グリーンカー・コングレスによると、同社は総トン数7万826トンの大型自動車専用船「イーリス・リーダー(IRIS LEADER)」に自動航行システム「Sherpa System for Real Ship(SSR)」を搭載し、中国・新沙から名古屋港(9月14〜17日)、さらに名古屋港から横浜港(同19〜20日)までを、乗組員による通常の当直体制を維持したまま昼夜航行した。
SSRは、周囲の状況に応じて最適な針路を計算し、船を安全に航行させるシステム。
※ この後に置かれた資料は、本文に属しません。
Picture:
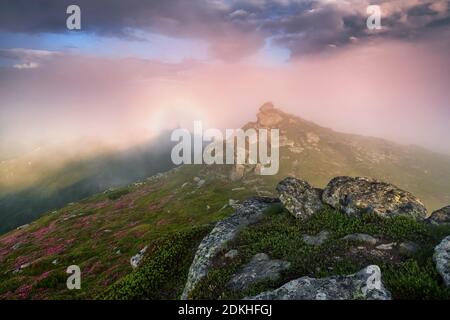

実験では、SSRが航海計器からのデータを基に周囲の状況を把握して衝突リスクを計算し、安全かつ経済的な避航針路(他船との衝突を避ける針路)や速度を選択して自動操船するまでの一連の働きを、海上で実際に行いながら監視・評価した。
この結果、陸上の模擬実験だけでは得られないさまざまなデータが得られ、SSRが安全性や効率性の高い運航に貢献できることや実用化の可能性を確認することができ、日本郵船が目指す有人自律運航船の実現に向けた大きな一歩になったという。
同社は今後、データをさらに分析し、SSRが導き出す最適な針路と経験豊富な人間が下す判断との違いを調整して、より高度な操船支援技術に改良する。将来は人手不足が深刻な国内を運航する貨物船にも活用する予定。